2010年11月2日火曜日

プレボン(王族の火葬の儀)

雲を突くようなバデ 11層の屋根は故人の位の高さを表す

今日のウブドはプレボン(王族の火葬の儀)一色であった。

8月に亡くなったプリアタン村のラジャ(王)のための火葬の儀であり、王族ともなればそれは街を挙げての一大スペクタクルなのである。実に30の村が参加するという。

王宮内での儀式 バリス(戦士の舞)はあの世への扉を開くためだという

子どもたちのガムラン

プリアタンの王宮では前日から様々な儀式があり、午後1時頃出棺となるのだが、ここからがまたすごい。

出棺 バデに棺が運び込まれる

「ペヌランガン」と呼ばれる牛の張り子(お寺の火葬場に着いてから、遺体はこの張り子に移され、浄化の火で燃やされる)、竜の張り子、「バデ」と呼ばれる高さ25メートル、重さ10トンの巨大な塔が、王宮からお寺までの3 kmの道のりを人力で運ばれるのである。

竜の張り子 故人の世俗的執着を表すという

お輿に載せられたお姫様

手元の資料によれば、1チーム400人の男性が担ぎ手となり、200メートル毎に別のチームに引き継がれ、全部で1500人の男性が担ぎ手を勤めるという。

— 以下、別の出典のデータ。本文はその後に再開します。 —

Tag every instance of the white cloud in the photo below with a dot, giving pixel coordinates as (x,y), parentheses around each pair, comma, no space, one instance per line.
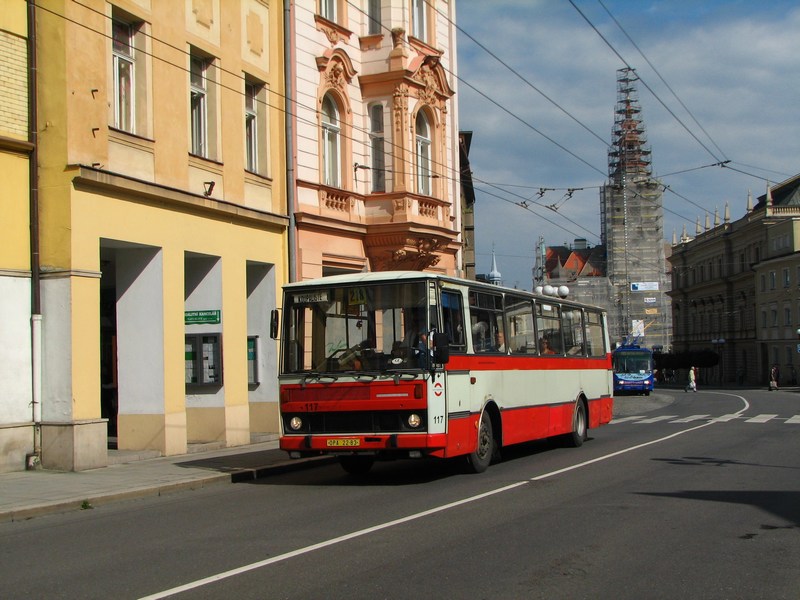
(735,65)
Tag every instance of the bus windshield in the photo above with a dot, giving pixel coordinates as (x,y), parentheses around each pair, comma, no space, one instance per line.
(355,327)
(632,361)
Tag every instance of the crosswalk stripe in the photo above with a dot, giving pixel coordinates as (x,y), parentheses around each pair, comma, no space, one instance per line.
(657,419)
(761,418)
(690,419)
(623,419)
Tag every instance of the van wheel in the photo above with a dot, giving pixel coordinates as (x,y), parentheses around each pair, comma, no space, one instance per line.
(357,465)
(579,429)
(480,460)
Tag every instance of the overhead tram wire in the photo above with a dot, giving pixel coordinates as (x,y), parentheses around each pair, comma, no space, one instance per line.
(483,47)
(456,176)
(519,75)
(456,173)
(724,163)
(507,111)
(644,83)
(664,81)
(784,175)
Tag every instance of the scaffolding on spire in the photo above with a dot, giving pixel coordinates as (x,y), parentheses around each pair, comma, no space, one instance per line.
(629,155)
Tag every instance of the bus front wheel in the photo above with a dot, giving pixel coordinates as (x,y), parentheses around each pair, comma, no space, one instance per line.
(479,460)
(579,429)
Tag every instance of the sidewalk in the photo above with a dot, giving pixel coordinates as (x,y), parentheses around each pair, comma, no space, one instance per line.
(27,494)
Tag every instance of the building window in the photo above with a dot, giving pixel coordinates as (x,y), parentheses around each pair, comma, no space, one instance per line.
(419,19)
(331,144)
(374,17)
(377,148)
(199,105)
(124,76)
(327,9)
(255,126)
(251,126)
(423,154)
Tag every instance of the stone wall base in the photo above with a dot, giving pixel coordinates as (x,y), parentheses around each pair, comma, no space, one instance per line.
(75,446)
(16,442)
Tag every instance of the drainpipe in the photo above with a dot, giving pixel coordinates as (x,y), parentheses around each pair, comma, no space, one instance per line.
(34,460)
(288,59)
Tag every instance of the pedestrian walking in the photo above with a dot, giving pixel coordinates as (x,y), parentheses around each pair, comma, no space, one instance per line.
(774,376)
(692,385)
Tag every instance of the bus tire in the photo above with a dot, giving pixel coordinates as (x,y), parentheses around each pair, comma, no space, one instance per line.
(357,464)
(479,460)
(579,426)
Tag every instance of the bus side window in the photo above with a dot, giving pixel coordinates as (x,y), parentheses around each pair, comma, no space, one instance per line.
(548,328)
(486,322)
(453,321)
(520,334)
(595,345)
(573,331)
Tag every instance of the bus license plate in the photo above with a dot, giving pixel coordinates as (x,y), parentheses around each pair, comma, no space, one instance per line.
(348,442)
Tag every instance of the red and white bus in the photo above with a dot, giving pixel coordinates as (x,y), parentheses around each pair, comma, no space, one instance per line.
(413,364)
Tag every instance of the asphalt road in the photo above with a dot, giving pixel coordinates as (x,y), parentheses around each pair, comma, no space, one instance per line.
(683,496)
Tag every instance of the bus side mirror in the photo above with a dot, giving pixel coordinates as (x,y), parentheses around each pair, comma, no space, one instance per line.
(441,348)
(273,324)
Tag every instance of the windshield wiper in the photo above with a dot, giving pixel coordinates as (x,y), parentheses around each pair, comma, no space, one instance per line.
(321,377)
(359,375)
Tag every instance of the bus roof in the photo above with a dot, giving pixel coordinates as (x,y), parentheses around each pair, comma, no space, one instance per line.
(408,276)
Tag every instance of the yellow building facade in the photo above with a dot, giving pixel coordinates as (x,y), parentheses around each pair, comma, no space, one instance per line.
(16,413)
(162,223)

私はお昼前頃から正装で王宮内の儀式を見学し、出棺からお寺までの3 kmの行進に参加した。

沿道の人だかり

ものすごい人である。道路はもちろん、沿道から家々の窓まで鈴なりの人、人、人。コンクリートの照り返しが暑いのなんの。

どこまでも人、人、人

それでもお寺までは人の流れが一方通行なので良かった。問題はお寺の前の道である。お寺に向かう人と、お寺から帰る人の波が、完全に道のキャパをオーバーし、にっちもさっちもいかない。おしくらまんじゅう状態で、将棋倒しになるのではないかという恐怖を感じる。この時点で暑さと空腹で疲れ切っていたので、火葬の見学はあきらめ、退散することにした。が、しばらく待たないとその大混雑の道をバイクで抜けられそうにない。運良く目の前に友だちの姿を見つけ、沿道のワルン(食堂)に入って、夕方までおしゃべりして過ごした。

夕方ようやく空いてきた道を、それでも遠回りして、やっと家に帰り着いた。